There are no concessions for the, er, mature. Sadly, since it would otherwise have been free, I find it increasingly hard to pass myself off as under 26. So we forked out our 10 euros apiece and did what we'd long wanted to do: visit the Fort de Brégançon, France's summer presidential holiday retreat from 1968 until last year.
Now a national monument, it's pretty much on the doorstep - well, just a 10-minute drive - and the adjacent beach of Cabasson is familiar enough territory and would be more so but for the obligatory paying car park (€8, though it lasts all day). It was there that David Cameron and his party stayed the night in 2010 after his father, taken ill while holidaying locally, died in hospital in Toulon.
The headline is right enough. De Gaulle stayed there four years before he gave it the status of official holiday home for heads of state. Pompidou, Giscard, Mitterrand, Chirac, Sarkozy (for whom there may still be a dungeon) and Hollande have stayed too. How happy, or not, they were to do so is explored in a piece I have written for the English-language French newspaper, The Connexion, and that will appear here once it's appeared there.

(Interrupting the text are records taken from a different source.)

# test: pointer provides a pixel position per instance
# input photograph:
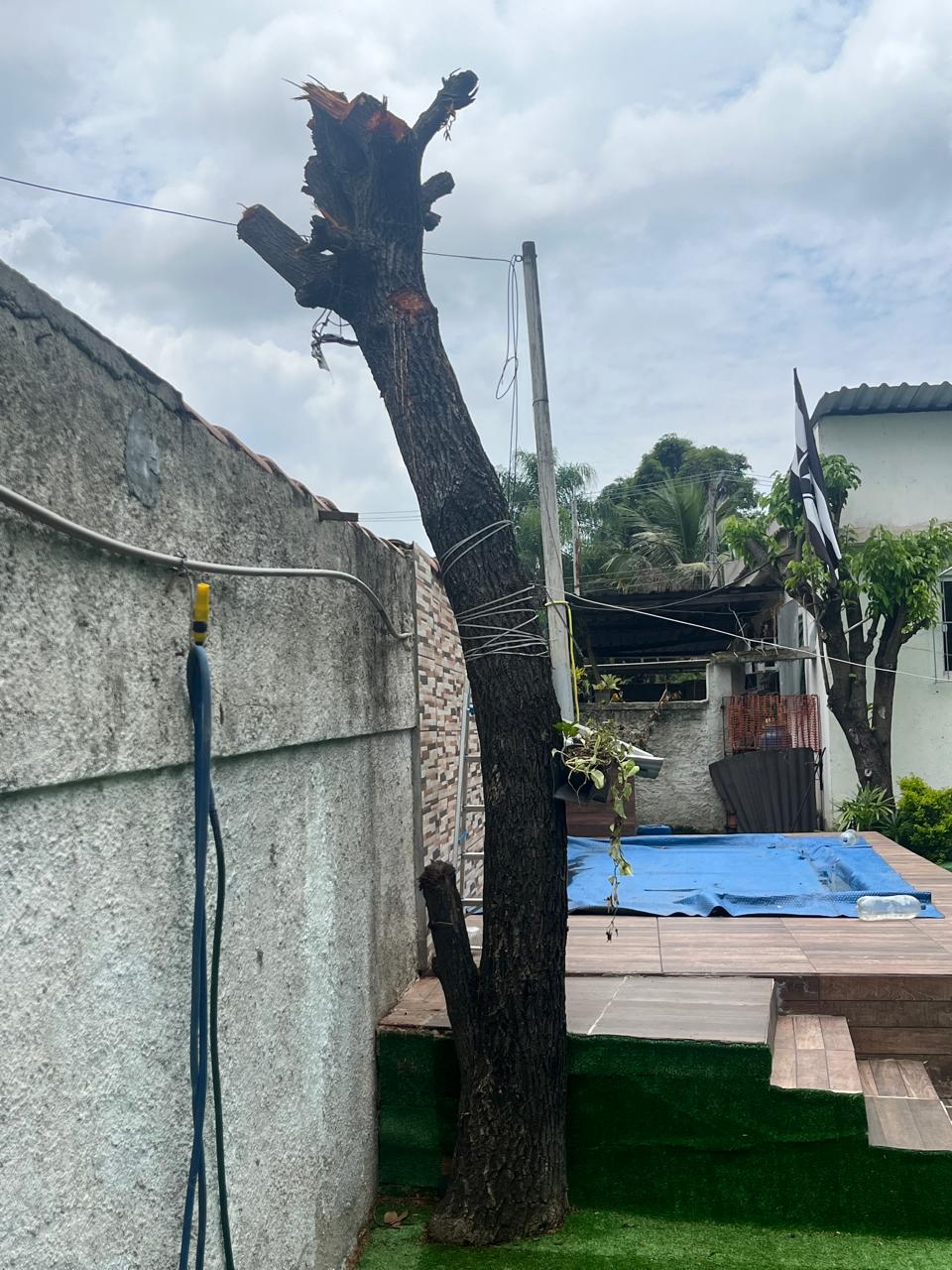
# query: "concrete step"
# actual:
(815, 1052)
(737, 1008)
(902, 1109)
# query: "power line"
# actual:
(180, 563)
(747, 639)
(118, 202)
(194, 216)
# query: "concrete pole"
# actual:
(712, 562)
(547, 500)
(576, 549)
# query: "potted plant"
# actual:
(607, 689)
(597, 766)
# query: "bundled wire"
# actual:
(203, 1025)
(516, 633)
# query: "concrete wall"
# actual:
(315, 715)
(442, 677)
(905, 461)
(688, 735)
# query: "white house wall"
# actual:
(905, 463)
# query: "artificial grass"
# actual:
(598, 1238)
(680, 1129)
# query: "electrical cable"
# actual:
(203, 1026)
(194, 216)
(199, 695)
(747, 639)
(181, 563)
(213, 1034)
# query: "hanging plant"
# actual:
(607, 689)
(597, 766)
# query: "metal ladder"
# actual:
(465, 858)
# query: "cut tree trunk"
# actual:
(365, 263)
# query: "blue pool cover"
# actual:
(737, 875)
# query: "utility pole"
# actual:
(576, 549)
(547, 499)
(712, 544)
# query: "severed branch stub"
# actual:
(363, 262)
(453, 962)
(458, 91)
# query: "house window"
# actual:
(946, 588)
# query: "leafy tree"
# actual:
(667, 530)
(363, 262)
(885, 593)
(627, 504)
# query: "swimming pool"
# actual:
(735, 875)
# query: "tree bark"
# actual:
(365, 262)
(867, 735)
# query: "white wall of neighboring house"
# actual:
(905, 463)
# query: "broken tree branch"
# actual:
(453, 961)
(327, 236)
(436, 187)
(313, 278)
(458, 91)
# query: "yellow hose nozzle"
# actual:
(199, 612)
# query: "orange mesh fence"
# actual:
(771, 720)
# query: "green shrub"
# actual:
(924, 820)
(870, 808)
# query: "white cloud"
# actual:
(716, 190)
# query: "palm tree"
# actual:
(521, 485)
(667, 536)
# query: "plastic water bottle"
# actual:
(884, 908)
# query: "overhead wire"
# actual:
(180, 563)
(748, 639)
(194, 216)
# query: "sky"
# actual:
(719, 190)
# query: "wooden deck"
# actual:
(778, 947)
(848, 1007)
(738, 1010)
(890, 980)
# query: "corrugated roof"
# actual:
(885, 399)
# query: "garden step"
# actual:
(815, 1052)
(902, 1109)
(895, 1078)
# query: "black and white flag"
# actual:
(807, 486)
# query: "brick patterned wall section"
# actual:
(440, 688)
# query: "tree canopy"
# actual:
(645, 531)
(885, 592)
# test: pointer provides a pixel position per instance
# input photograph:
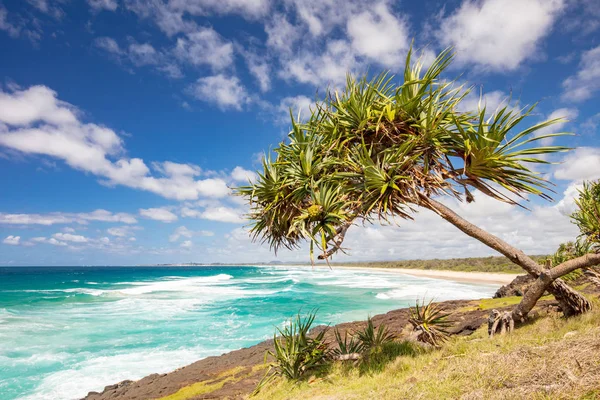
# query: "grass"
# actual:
(205, 387)
(551, 358)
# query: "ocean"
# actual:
(65, 331)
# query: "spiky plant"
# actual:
(372, 339)
(381, 149)
(346, 345)
(430, 323)
(587, 215)
(569, 251)
(295, 353)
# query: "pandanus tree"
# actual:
(380, 151)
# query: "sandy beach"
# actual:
(457, 276)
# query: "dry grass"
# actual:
(552, 358)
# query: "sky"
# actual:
(124, 124)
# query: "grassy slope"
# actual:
(552, 358)
(481, 264)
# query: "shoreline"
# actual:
(457, 276)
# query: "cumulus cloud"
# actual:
(568, 114)
(6, 25)
(68, 237)
(240, 174)
(300, 107)
(328, 67)
(12, 240)
(378, 34)
(66, 218)
(491, 101)
(205, 47)
(498, 34)
(158, 214)
(170, 16)
(586, 82)
(225, 92)
(51, 241)
(215, 213)
(98, 5)
(34, 121)
(139, 55)
(184, 232)
(581, 164)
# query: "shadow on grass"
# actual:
(377, 359)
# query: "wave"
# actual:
(95, 373)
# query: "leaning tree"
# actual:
(379, 151)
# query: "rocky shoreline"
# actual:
(213, 370)
(234, 375)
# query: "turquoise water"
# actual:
(67, 331)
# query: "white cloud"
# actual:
(321, 69)
(281, 34)
(98, 5)
(108, 44)
(12, 240)
(205, 47)
(182, 231)
(492, 101)
(51, 241)
(581, 164)
(586, 82)
(215, 213)
(498, 34)
(379, 35)
(6, 25)
(223, 214)
(225, 92)
(140, 54)
(48, 7)
(240, 174)
(34, 121)
(170, 16)
(300, 106)
(38, 103)
(567, 114)
(260, 69)
(122, 231)
(158, 214)
(68, 237)
(66, 218)
(143, 54)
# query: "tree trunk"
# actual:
(571, 302)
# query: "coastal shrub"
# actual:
(568, 251)
(430, 323)
(386, 353)
(381, 148)
(373, 340)
(346, 345)
(587, 215)
(296, 354)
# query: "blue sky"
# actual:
(123, 123)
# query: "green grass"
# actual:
(205, 387)
(551, 358)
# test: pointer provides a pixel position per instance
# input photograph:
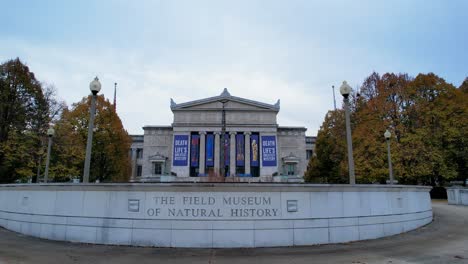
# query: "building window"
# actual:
(139, 153)
(157, 168)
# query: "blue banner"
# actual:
(254, 151)
(227, 152)
(194, 150)
(240, 145)
(269, 151)
(180, 153)
(209, 150)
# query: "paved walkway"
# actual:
(443, 241)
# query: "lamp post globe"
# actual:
(345, 91)
(50, 134)
(387, 136)
(95, 87)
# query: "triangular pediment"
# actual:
(230, 103)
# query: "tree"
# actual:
(326, 166)
(24, 118)
(429, 123)
(109, 159)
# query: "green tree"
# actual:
(24, 118)
(428, 120)
(109, 160)
(327, 165)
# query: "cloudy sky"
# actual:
(261, 50)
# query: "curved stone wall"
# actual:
(212, 215)
(457, 195)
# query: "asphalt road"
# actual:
(443, 241)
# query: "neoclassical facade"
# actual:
(255, 148)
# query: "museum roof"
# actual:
(291, 128)
(157, 127)
(225, 96)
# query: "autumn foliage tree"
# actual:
(428, 120)
(109, 160)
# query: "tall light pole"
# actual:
(50, 134)
(334, 100)
(95, 87)
(387, 136)
(222, 165)
(345, 90)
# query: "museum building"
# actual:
(255, 147)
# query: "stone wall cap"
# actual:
(214, 187)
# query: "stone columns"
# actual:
(217, 152)
(232, 164)
(247, 153)
(201, 166)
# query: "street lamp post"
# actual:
(222, 165)
(387, 136)
(50, 134)
(345, 90)
(95, 87)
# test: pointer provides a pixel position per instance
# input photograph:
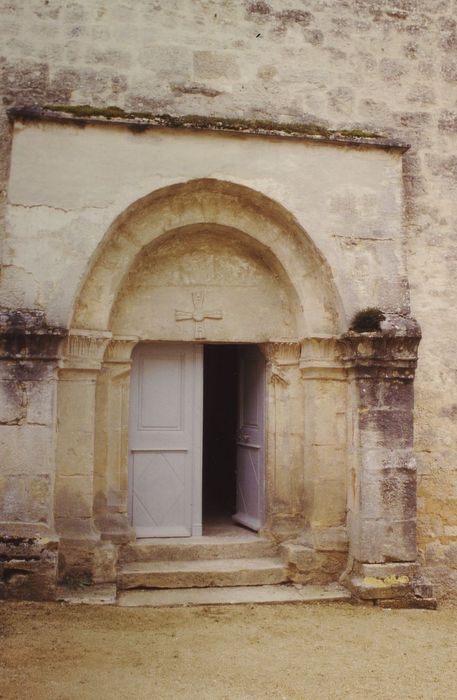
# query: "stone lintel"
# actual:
(26, 335)
(397, 585)
(119, 349)
(321, 358)
(381, 352)
(138, 122)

It may even be that previous presidents also popped in when the fort was in the hands of moneyed private tenants.
If I am honest, Brégançon was a bit of a disappointment. Visitors are allowed to see only a handful of rooms, plus portions of the gardens. The buildings that constitute the fort are somewhat functional to view from the outside and photography within is strictly, zealously even, forbidden; "follow us, please," one man who initially disobeyed the rule was instructed by a couple of security men and he was probably lucky to escape with his head.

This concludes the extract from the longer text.